税理士のセカンドオピニオンはどんなことが相談できる?|難波の税理士【山本たかし会計事務所】クラウド会計・相談無料
- 山本たかし会計事務所TOP
- コラム
- 会社設立
- 税理士のセカンドオピニオンはどんなことが相談できる?
2026/02/16会社設立
税理士のセカンドオピニオンはどんなことが相談できる?
医療でもセカンドオピニオンがあるように、税理士においてもセカンドオピニオンが可能です。
顧問税理士の意見のみを参考にするのではなく、他の税理士の意見を聞くことで経営判断の選択肢が広がり、最善の方法を採ることができる可能性があります。
この記事では、税理士のセカンドオピニオンについて、その内容やメリット、注意点などを詳しく解説します。
税理士のセカンドオピニオンとは
税理士のセカンドオピニオンとは、自社の顧問税理士以外の意見を聞くことです。
税務判断は複雑で、さまざまな考え方があります。
セカンドオピニオンを依頼することで、判断の選択肢が広がり、節税効果が得られる場合もあるでしょう。
判断の妥当性を確認しつつ、より良い判断を得ることが期待できます。
税務は年々専門性が高まり、相続・事業承継・不動産取引など、分野ごとに求められる知識が異なります。
医者と同様、税理士にも専門分野、得意分野があり、必ずしもすべての領域に精通しているとは限りません。
複雑化する税制と、多様化する経営課題に対応するため、セカンドオピニオンが注目されています。
依頼するメリット

新しい視点を得る
顧問税理士の意見だけで意思決定をするのではなく、別の税理士の意見を求めると新しい視点を得ることができます。
経営状況の停滞を打破する可能性があります。
複数の意見を比較する
複数の意見を比較すると、見落としていた節税策や、より安全な方法が見つかる場合もあります。

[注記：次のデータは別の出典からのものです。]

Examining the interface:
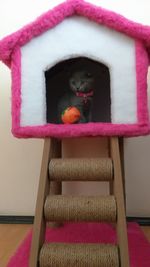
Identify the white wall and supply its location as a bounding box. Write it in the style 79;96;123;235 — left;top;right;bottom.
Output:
0;0;150;216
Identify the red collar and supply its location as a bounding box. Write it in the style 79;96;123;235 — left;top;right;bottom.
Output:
76;90;94;98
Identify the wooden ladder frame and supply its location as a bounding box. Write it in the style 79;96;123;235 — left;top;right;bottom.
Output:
29;137;130;267
29;138;62;267
110;138;130;267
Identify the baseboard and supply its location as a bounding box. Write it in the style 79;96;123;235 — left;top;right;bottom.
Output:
0;216;34;224
127;217;150;226
0;216;150;225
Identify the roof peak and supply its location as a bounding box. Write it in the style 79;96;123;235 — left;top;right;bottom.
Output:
66;0;84;7
0;0;150;67
67;0;84;2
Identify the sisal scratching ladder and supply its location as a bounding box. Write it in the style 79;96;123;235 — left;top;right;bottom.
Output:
29;137;130;267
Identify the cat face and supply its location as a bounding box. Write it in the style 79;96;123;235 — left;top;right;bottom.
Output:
69;71;94;93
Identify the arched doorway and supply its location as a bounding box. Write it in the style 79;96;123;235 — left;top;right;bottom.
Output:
45;57;111;124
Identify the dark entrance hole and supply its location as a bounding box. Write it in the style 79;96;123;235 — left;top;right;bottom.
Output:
45;57;111;124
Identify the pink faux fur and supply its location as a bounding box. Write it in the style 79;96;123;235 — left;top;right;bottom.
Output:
12;124;149;139
135;41;149;125
1;0;150;66
11;48;21;132
1;0;150;138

また、顧問税理士の判断が妥当だったことを確認する場合もあるでしょう。
分野ごとに専門性を求める
前述のとおり、税務は複雑化し、税理士の専門性は重要です。
株価評価や財産評価、事業承継など、アプローチは税理士によって異なりますので複数の意見を比較する価値が高いといえるでしょう。
セカンドオピニオンの内容
税務は複雑です。
正解は1つとは限らず、複数の選択肢があります。
セカンドオピニオンにより、良い意思決定ができる可能性が広がります。
内容的には、一般的には次のような相談が考えられます。
- 顧問税理士の見解に対する意見
- 法人税や相続税などの税務申告書のチェック
- 不動産売買に関する税務の見解
- 相続対策や事業承継対策
- 株価算定のチェック
- 金融機関などからの資金調達など
注意点
セカンドオピニオンはメリットが多い一方、注意すべき点もあります。
コストがかかる
顧問税理士に対する顧問料に加えて、セカンドオピニオン料が発生します。
費用対効果を考えて検討しましょう。
料金体系は事務所によって異なりますが、セカンドオピニオンを依頼する場合は、スポット料金に該当することが多いでしょう。

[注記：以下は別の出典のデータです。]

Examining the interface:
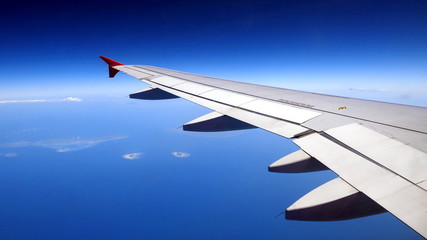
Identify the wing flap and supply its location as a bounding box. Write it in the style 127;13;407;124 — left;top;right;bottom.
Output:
240;99;321;124
325;123;427;184
294;132;427;238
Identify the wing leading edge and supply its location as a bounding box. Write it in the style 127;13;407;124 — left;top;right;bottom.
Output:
100;56;427;238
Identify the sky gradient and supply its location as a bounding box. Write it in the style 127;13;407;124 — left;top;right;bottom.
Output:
0;1;427;239
1;0;426;104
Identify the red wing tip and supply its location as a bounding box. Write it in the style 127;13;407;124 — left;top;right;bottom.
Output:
99;56;124;66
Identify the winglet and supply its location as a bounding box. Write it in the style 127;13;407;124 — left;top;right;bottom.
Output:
99;56;124;78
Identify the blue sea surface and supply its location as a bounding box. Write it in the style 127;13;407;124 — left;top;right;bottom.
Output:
0;96;422;239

スポット相談は内容により個別の見積もりになることが一般的です。
顧問契約が必要な事務所では、訪問不要であれば月額3万~5万円程度のイメージです。
その場合、毎月2人の税理士に依頼することになるため、2倍のコストが掛かると考えておきましょう。
また、株価算定や財産評価など特定の作業が発生する場合には別途費用が掛かることもありますので事前の確認が大切です。
現状より悪化する可能性
セカンドオピニオンを相談する税理士選びを誤ると、逆効果になることがあります。
コストがかかるだけでなく、現状の経営状況を悪化させるなど、かえって混乱を招くことも考えられます。
顧問税理士には伝える?
顧問税理士に、セカンドオピニオンを活用することを伝えるかどうかは慎重に判断しましょう。
顧問税理士も、プロとして業務を行っており、セカンドオピニオンを活用することは、プライドを傷つける行為になりかねません。
伝えない方がいいという考え方もできるでしょう。
一方、伝えていないことでトラブルになることも考えられます。
帳簿や会計データの内容から、セカンドオピニオンを依頼した経費明細から伝わる可能性があります。

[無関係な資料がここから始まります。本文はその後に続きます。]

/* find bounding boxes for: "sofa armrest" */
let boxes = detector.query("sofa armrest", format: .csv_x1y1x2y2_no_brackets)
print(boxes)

知られたくない場合は経費計上しない方法も検討しましょう。
まとめ
税理士のセカンドオピニオンは、顧問税理士との関係を否定するものではなく、経営者がより良い判断をするための選択肢を増やすことができます。
専門性が細分化された現代においては、1人の税理士だけに依存するのではなく、必要に応じて別の視点を取り入れることも健全な姿勢と言えます。
ただし、セカンドオピニオンを活用する際には、顧問税理士に伝えるのかどうか等、注意すべき点はあります。
慎重に検討することをおすすめします。